Majumdar: Among the things our committee did was to ask for written proposals on what we called “Big Ideas.” We expected to get 20 or 30 submissions. We got 90.

Widom: And most of those were multi-faculty. Something on the order of half our faculty were involved in one or more proposals. People really thought out these ideas.

Majumdar: That level of engagement was our greatest source of pride because our job was to distill and represent the interests of staff, students and faculty. And all that input came in a bottom-up fashion.

Widom: The hardest job we had was trying to organize these 90 proposals. There were so many ideas and they were so broad in scope that it was tough to get a grip on what we had and come up with a reasonable set of themes.

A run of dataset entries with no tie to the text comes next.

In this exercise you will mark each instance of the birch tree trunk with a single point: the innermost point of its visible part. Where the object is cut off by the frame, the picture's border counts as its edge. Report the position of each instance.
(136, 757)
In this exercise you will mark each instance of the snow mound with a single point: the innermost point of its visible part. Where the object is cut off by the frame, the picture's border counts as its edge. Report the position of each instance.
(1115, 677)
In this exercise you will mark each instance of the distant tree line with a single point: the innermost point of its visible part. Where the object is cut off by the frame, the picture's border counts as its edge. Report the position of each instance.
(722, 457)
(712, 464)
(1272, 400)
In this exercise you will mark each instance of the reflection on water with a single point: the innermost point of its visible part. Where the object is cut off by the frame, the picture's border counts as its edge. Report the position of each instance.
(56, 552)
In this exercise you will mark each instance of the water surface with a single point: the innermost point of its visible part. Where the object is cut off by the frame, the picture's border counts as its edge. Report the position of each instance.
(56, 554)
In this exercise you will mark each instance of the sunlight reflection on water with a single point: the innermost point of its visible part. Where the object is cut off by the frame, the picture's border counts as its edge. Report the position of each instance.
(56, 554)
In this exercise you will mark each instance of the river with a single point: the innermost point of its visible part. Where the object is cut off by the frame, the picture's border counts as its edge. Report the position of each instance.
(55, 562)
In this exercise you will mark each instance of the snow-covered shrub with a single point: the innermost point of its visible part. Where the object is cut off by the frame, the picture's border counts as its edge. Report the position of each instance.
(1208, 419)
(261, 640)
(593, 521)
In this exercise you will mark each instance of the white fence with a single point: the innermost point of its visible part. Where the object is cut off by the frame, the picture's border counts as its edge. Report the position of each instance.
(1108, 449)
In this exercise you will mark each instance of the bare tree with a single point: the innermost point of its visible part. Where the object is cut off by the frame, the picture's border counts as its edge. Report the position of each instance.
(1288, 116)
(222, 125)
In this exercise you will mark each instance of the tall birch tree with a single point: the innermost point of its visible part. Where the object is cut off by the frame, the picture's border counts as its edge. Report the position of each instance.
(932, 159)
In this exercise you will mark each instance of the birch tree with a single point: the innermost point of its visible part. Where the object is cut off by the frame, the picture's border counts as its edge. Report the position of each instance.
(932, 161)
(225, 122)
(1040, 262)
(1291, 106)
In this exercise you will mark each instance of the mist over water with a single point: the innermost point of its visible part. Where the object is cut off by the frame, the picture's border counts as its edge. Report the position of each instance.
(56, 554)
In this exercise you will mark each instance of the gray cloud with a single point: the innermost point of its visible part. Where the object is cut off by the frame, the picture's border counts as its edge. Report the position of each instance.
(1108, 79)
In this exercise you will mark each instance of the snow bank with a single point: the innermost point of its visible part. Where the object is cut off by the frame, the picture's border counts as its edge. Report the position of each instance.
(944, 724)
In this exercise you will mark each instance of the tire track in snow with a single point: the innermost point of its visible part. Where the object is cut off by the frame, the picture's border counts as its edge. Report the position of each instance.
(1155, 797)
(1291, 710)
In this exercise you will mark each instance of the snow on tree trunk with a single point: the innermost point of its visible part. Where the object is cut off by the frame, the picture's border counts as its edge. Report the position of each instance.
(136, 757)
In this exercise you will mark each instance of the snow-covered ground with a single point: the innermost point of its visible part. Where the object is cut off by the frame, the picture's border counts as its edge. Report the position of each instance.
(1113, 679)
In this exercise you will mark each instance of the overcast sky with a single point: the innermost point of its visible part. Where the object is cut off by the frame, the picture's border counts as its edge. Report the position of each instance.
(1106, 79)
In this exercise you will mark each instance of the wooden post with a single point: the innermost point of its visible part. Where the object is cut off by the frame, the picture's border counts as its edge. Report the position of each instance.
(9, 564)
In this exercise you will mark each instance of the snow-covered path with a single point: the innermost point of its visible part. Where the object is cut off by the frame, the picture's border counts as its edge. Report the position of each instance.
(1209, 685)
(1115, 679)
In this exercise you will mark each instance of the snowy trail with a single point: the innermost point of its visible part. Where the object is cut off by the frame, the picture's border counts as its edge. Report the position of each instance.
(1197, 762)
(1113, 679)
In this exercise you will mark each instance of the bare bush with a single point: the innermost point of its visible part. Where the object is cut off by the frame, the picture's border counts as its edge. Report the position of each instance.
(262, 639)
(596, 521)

Majumdar: The big turn came when we decided to frame the major themes as questions. Because as every PhD student knows, the most important thing is to ask the right question. Once you do that the research you need to do falls into place. So we came up with 10 questions that we believe Stanford Engineering is positioned to make progress on.

Widom: As Persis says, everybody can see themselves and their work in these 10 questions, like, How do we educate in the future? How can we ensure that humanity flourishes in the cities of the future? And so on.

Majumdar: You should tell them about the T-shirt.

Widom: During the pre-planning process our group of five talked to top university officials including President John Hennessy. And his advice was: no peanut-butter plan. By that he meant don’t just spread resources evenly across everything. Think strategically. Pick the spots where we can have big impact and focus on those.

Majumdar: So we all got these shirts with our names on them. And the picture on the back is a peanut butter jar with a big X, to remind us not to spread the peanut butter too thin.

Widom: We had fun, but it was a big commitment and a lot of work.

Majumdar: Yes, it was a bonding experience and that’s one of the reasons the process worked. The dedication was amazing.